Atlantico : Dans quelles conditions socio-économiques les villes de Montreuil, Issy-les-Moulineaux et Saint-Denis abordent-elles les élections municipales ?

Élisabeth Dupoirier :Montreuil est à l'évidence une ville de classe moyenne de l'Île-de-France, c'est-à-dire plutôt jeune, parmi les plus diplômées, qui a donc des besoins très précis en équipements collectifs. Aujourd'hui, c'est l'une des communes bobo de l'est parisien. Issy-les-Moulineaux est sans doute plus équilibrée entre les catégories supérieures et les couches moyennes. Un peu comme Boulogne, c'est une population qui ne recherche la proximité avec Paris. C'est une commune dont la rénovation a commencé bien avant les deux autres d'ailleurs, notamment grâce à l'action de son maire André Santini, visionnaire sur les transformations que l'on pouvait apporter au tissu économique local et qui a su prendre le virage du high-tech tertiaire.
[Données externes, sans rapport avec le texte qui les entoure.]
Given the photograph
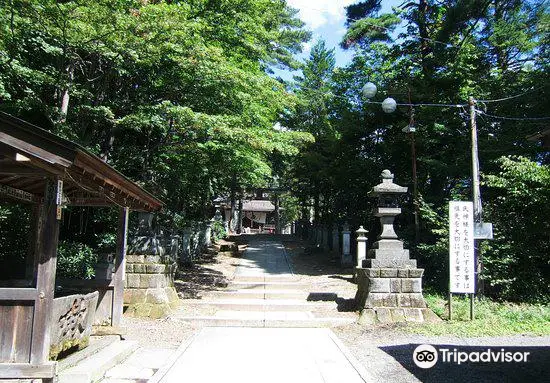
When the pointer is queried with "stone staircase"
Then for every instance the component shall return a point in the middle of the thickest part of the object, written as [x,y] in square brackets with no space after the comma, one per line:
[260,299]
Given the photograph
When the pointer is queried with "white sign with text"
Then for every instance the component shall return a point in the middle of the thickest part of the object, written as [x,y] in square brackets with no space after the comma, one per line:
[461,247]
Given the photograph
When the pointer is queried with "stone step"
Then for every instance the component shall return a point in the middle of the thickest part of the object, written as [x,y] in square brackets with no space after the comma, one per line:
[97,343]
[265,319]
[261,304]
[266,278]
[261,294]
[139,367]
[93,369]
[267,285]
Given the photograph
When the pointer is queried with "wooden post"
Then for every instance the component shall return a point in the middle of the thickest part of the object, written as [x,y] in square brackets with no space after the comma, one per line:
[31,260]
[120,266]
[48,235]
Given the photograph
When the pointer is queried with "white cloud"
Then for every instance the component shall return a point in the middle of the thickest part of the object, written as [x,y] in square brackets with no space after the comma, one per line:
[316,13]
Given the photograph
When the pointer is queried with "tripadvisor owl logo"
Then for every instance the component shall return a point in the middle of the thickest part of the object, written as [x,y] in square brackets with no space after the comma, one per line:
[425,356]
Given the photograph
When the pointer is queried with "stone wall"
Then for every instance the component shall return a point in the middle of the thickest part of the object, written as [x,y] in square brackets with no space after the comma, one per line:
[391,295]
[149,286]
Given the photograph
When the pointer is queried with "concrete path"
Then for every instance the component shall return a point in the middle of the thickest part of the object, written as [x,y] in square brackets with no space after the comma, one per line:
[252,355]
[266,354]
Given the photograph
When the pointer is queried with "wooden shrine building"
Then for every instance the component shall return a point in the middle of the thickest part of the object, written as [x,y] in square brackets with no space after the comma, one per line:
[46,172]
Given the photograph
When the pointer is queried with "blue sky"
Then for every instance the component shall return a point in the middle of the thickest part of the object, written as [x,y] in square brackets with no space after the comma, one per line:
[325,18]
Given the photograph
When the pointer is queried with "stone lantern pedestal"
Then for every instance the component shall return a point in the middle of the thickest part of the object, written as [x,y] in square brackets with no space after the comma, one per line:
[389,285]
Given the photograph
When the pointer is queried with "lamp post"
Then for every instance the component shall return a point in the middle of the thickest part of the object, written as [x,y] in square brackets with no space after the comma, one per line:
[389,105]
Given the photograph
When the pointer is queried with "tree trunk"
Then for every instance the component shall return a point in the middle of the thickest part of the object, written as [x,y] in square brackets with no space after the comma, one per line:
[65,95]
[232,215]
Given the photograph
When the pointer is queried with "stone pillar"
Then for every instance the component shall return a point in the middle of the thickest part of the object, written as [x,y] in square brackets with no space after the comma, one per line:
[146,241]
[208,234]
[149,286]
[324,237]
[185,253]
[346,246]
[389,285]
[361,246]
[335,239]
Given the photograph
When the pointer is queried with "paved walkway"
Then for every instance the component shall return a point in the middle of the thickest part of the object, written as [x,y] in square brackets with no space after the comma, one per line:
[266,354]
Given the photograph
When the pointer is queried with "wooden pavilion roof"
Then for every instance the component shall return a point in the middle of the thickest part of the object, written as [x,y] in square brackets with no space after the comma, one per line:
[29,155]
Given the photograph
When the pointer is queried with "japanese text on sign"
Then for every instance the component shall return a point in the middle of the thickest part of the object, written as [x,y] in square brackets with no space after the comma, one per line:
[461,247]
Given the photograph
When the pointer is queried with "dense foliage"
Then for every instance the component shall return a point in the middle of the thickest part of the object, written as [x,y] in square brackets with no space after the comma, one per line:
[437,53]
[174,94]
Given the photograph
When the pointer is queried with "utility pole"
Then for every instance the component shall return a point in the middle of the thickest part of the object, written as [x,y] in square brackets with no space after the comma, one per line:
[411,130]
[475,162]
[477,198]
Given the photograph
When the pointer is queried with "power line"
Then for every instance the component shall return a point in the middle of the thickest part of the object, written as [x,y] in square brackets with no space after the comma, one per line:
[424,104]
[513,118]
[511,97]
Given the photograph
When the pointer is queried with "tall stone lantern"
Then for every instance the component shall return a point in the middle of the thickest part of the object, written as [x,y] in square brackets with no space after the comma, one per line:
[389,285]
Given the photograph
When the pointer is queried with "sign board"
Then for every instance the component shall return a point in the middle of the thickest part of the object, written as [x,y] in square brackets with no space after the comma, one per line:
[59,199]
[461,247]
[483,230]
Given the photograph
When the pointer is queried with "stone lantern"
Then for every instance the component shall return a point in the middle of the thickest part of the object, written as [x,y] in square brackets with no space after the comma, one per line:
[388,251]
[389,286]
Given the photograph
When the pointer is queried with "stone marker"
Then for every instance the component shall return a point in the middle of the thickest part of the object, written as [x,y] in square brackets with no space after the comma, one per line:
[346,248]
[389,285]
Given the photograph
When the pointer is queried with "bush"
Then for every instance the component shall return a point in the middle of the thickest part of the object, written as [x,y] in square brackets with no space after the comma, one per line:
[516,265]
[75,260]
[218,231]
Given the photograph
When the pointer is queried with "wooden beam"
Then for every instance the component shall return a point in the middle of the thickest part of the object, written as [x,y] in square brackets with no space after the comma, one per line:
[45,280]
[33,151]
[46,370]
[18,294]
[19,194]
[120,266]
[21,169]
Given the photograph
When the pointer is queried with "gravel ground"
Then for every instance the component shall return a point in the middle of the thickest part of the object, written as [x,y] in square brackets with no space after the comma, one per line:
[208,274]
[385,351]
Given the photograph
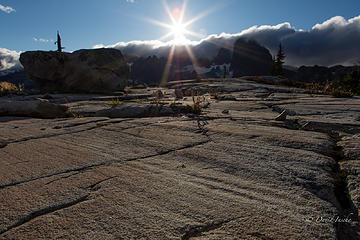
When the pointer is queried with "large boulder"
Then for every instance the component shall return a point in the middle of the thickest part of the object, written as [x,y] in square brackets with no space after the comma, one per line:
[96,70]
[250,59]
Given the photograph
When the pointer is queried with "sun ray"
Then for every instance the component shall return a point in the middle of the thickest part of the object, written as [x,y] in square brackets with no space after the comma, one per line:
[192,56]
[182,13]
[156,22]
[165,76]
[169,12]
[198,35]
[165,36]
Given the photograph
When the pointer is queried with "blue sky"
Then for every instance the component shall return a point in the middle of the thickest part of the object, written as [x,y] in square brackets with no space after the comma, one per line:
[85,23]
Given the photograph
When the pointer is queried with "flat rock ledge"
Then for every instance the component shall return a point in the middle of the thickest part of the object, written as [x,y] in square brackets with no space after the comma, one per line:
[230,172]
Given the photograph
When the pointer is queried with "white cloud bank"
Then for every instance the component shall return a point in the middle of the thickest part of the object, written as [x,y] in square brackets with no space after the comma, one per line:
[41,40]
[6,9]
[335,41]
[9,61]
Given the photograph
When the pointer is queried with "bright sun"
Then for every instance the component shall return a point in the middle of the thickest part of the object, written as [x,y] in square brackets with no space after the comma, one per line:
[178,30]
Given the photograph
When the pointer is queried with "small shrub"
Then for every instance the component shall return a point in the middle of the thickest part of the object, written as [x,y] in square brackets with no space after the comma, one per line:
[77,115]
[196,104]
[114,102]
[336,92]
[6,87]
[347,86]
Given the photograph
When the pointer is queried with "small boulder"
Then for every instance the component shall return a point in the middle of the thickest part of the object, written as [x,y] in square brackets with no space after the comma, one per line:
[282,116]
[178,93]
[86,71]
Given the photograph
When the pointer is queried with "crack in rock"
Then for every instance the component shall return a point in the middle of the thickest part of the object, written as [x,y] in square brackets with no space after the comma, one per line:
[106,163]
[198,230]
[44,211]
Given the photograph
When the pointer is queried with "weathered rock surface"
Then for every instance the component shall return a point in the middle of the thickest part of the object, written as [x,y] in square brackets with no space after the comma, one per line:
[89,71]
[35,108]
[240,175]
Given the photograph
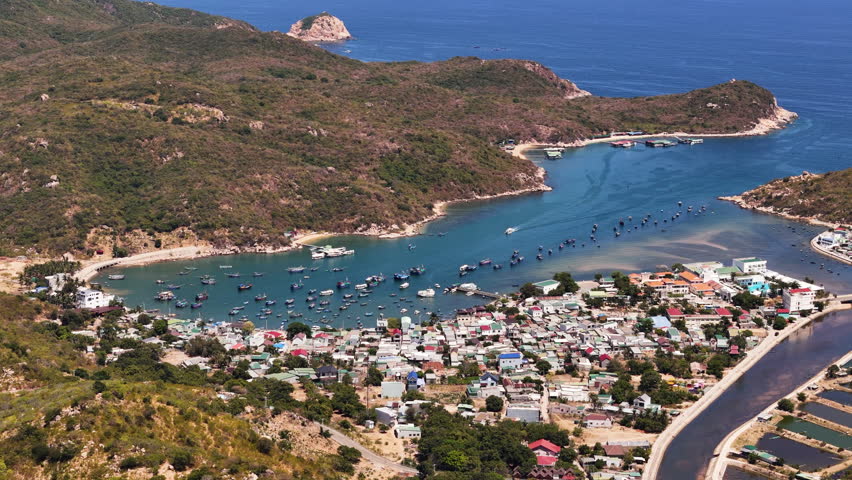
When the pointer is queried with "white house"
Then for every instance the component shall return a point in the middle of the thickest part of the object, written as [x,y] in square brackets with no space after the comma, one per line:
[90,298]
[750,265]
[597,420]
[406,431]
[798,299]
[510,361]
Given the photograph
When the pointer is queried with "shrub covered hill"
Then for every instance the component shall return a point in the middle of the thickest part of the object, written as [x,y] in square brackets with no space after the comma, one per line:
[146,118]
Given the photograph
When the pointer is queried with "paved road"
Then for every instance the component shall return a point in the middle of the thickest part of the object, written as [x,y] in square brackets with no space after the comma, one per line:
[367,454]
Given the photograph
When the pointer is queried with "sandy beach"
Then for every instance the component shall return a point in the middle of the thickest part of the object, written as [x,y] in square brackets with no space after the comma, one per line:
[731,376]
[777,121]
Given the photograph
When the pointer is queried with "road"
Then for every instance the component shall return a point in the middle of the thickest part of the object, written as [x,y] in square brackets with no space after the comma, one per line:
[367,454]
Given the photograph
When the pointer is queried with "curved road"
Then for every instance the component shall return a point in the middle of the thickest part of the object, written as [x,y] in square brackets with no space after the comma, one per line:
[371,456]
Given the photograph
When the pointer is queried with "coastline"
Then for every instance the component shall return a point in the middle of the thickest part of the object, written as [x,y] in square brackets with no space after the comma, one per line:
[719,463]
[780,118]
[664,440]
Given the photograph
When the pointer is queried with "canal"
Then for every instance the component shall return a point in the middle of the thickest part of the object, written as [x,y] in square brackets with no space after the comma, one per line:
[787,366]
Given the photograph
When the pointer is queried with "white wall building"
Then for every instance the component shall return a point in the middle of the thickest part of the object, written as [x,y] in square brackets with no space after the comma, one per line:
[798,299]
[89,298]
[750,265]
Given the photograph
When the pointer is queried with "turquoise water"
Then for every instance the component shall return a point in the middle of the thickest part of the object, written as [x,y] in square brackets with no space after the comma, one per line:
[817,432]
[595,46]
[807,458]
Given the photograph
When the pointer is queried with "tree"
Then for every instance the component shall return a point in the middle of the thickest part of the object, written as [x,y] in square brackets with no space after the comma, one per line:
[296,328]
[247,328]
[650,381]
[786,405]
[494,403]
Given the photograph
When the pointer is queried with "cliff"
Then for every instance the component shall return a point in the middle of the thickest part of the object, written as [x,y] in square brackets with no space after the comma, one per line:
[817,197]
[176,124]
[320,28]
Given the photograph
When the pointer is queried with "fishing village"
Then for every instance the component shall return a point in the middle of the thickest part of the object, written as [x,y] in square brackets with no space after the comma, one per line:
[606,366]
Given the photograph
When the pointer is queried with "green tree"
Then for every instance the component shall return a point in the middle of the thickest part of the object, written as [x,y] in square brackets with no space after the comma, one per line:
[494,403]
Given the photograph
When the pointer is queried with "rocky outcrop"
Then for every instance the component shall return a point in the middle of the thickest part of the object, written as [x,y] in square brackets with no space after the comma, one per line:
[568,87]
[320,28]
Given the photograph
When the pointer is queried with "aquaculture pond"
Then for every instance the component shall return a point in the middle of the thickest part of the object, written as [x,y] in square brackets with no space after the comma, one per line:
[817,432]
[806,457]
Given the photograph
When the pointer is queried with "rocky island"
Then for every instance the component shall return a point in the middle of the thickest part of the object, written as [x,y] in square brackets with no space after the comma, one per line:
[175,128]
[324,27]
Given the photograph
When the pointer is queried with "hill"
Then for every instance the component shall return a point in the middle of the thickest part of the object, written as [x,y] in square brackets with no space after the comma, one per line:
[825,197]
[150,120]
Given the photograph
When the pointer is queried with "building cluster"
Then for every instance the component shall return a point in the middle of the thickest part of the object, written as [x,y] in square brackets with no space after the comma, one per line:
[506,351]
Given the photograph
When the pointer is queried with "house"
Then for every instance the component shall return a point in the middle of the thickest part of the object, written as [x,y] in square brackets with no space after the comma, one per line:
[90,298]
[523,413]
[392,389]
[404,430]
[510,361]
[750,265]
[326,374]
[414,381]
[597,420]
[547,286]
[798,299]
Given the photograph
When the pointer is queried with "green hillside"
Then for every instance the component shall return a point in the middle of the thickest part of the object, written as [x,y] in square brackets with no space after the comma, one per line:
[146,118]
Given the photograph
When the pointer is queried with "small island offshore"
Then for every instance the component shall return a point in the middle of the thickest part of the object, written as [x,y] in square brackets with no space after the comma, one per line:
[324,27]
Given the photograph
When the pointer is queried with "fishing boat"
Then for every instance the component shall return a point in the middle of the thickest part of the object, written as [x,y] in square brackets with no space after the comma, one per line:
[165,296]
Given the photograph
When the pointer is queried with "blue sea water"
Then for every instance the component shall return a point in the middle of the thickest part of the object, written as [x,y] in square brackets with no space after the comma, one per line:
[617,48]
[613,48]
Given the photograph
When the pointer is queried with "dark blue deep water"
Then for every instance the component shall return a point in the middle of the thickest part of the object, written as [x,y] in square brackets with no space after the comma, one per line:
[618,48]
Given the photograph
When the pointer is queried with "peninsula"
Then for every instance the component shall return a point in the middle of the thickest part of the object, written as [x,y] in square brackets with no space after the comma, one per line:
[324,27]
[153,127]
[824,199]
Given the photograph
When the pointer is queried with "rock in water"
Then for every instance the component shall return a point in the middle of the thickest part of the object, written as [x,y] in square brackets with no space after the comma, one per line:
[324,27]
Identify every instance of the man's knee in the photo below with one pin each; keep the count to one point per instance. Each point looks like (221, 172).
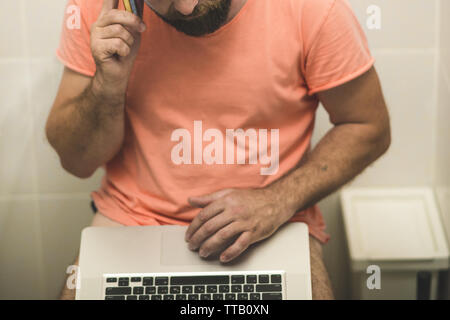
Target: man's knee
(320, 282)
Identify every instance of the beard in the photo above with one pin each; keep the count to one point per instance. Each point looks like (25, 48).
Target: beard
(207, 17)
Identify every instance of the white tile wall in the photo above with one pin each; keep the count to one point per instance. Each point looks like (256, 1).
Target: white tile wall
(404, 23)
(20, 249)
(17, 160)
(43, 209)
(406, 49)
(442, 165)
(12, 44)
(62, 219)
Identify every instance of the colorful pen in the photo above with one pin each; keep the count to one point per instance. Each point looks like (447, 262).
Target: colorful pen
(127, 5)
(134, 6)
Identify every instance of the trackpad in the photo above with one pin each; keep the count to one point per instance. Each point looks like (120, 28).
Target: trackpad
(175, 251)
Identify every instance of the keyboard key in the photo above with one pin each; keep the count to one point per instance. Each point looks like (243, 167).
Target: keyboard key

Quant à Saint-Denis, elle est représentative du reste du communisme municipal. L'État a beaucoup aidé cette municipalité à reconstruire une attractivité. Elle se compose de classes moyennes basses. C'est d'ailleurs là-dessus que mise l'équipe du maire sortant Didier Paillard avec toujours ce danger que la ville lui échappe et tombe dans le giron socialiste.

Franck Sottou : Indépendamment des politiques locales qui ont été menées, il existe des données objectives et objectivement, les trois communes ne partent pas avec les mêmes chances. Il n'y a pas de miracle. Un facteur très important est l'intercommunalité. Que ce soit pour Montreuil, pour Issy-les-Moulineaux ou pour Saint-Denis, l'intercommunalité monte en puissance. Le défi de politique fiscale dépend donc de la relation entre la commune et l'intercommunalité. C'est vraiment ça qui va changer la donne.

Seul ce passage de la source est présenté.